By Michael Kunkes
For John A. Martinelli, who retired in 2000 and was honored this year by the American Cinema Editors (ACE) with a Lifetime Career Achievement Award, timing has been everything.
Over a 43-year career, he cut everything from Flipper and Gentle Ben to epic mini-series, such as the 10-hour Marco Polo and the 12-hour A.D. John entered the business on a Moviola, became an early exponent of tape-based, non-linear systems and was among the first editors to employ the craft of subliminal cutting.
As a picture editor, associate producer and line producer, John helped usher in the age of Movie of the Weeks with 51 productions, including landmarks such as Footsteps, The Legend of Lizzie Borden, The Defection of Simas Kidurka, and Murder in Texas. His work earned him four Emmy Awards, and he served five terms as president of ACE.
An ardent union supporter, John fought for single card credit recognition of editors and better overall working conditions. He refused to work on nonunion productions, and formed his own corporation so that he and his assistants could work under union contracts on nonunion productions, keeping unionism alive through lean times.

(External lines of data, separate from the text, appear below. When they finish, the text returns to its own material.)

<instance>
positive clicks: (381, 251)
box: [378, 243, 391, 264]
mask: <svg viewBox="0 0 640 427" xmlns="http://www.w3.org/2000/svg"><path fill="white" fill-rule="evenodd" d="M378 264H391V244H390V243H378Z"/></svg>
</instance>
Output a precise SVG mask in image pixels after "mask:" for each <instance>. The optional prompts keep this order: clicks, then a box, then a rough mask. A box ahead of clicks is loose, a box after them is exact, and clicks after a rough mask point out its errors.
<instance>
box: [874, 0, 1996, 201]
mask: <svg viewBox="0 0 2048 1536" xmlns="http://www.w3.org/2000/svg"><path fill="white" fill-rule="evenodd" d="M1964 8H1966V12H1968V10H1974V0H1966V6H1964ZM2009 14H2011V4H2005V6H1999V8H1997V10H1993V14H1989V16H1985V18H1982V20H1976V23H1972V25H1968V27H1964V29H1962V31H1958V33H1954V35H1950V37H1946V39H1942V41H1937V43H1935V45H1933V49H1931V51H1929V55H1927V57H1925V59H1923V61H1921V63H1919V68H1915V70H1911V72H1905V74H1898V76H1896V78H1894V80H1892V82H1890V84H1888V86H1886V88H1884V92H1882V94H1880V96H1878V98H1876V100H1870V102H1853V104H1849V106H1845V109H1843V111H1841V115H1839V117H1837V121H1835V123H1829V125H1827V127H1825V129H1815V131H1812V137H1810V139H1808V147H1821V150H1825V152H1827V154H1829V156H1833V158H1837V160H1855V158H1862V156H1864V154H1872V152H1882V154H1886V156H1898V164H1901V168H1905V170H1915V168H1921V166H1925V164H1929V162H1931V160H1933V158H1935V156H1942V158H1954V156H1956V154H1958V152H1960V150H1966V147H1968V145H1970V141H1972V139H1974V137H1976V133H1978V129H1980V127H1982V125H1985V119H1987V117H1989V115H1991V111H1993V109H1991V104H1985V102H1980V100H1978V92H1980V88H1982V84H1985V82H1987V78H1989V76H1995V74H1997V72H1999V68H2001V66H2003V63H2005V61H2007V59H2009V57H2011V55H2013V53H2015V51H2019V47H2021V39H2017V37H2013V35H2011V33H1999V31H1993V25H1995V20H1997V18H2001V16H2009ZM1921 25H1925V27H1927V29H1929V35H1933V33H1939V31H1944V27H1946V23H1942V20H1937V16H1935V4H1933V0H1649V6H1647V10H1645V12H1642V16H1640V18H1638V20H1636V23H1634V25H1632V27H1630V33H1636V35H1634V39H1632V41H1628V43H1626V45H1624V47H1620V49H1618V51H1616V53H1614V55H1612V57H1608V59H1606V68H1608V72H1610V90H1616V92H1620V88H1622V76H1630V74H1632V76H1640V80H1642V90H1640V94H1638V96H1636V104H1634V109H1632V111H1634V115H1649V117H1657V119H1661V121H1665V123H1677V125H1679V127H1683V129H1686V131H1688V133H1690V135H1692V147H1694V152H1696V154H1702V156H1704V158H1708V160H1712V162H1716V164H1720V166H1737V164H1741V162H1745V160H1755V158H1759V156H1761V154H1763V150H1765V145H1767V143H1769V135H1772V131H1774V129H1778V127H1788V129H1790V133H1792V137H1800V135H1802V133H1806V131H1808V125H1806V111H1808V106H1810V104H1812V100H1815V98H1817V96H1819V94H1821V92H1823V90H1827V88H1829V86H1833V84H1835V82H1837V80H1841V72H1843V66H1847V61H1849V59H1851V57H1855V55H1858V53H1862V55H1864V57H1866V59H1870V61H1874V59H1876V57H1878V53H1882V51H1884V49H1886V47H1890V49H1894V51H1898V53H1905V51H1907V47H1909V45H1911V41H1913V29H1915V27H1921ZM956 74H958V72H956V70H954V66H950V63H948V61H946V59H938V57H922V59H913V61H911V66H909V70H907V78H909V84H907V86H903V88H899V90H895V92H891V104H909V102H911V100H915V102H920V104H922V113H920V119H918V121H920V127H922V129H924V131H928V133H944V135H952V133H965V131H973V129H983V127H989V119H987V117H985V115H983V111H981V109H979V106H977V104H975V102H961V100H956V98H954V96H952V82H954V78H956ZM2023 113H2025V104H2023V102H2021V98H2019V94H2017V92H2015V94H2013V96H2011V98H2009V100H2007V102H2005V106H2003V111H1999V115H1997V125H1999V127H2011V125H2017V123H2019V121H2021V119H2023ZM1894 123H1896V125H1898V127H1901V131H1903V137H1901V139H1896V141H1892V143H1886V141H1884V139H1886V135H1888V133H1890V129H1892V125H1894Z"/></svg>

“The MOW and mini-series were a golden age when TV and movies merged to create events,” John reflected. “In their heyday, they ruled the sweeps and represented a new form of filmed entertainment. More than anything, we showed everyone how to make pictures more economically without sacrificing quality. You could stick most of those films up on a theatrical screen and they would look gorgeous! It was a training ground of a kind we may never see again.”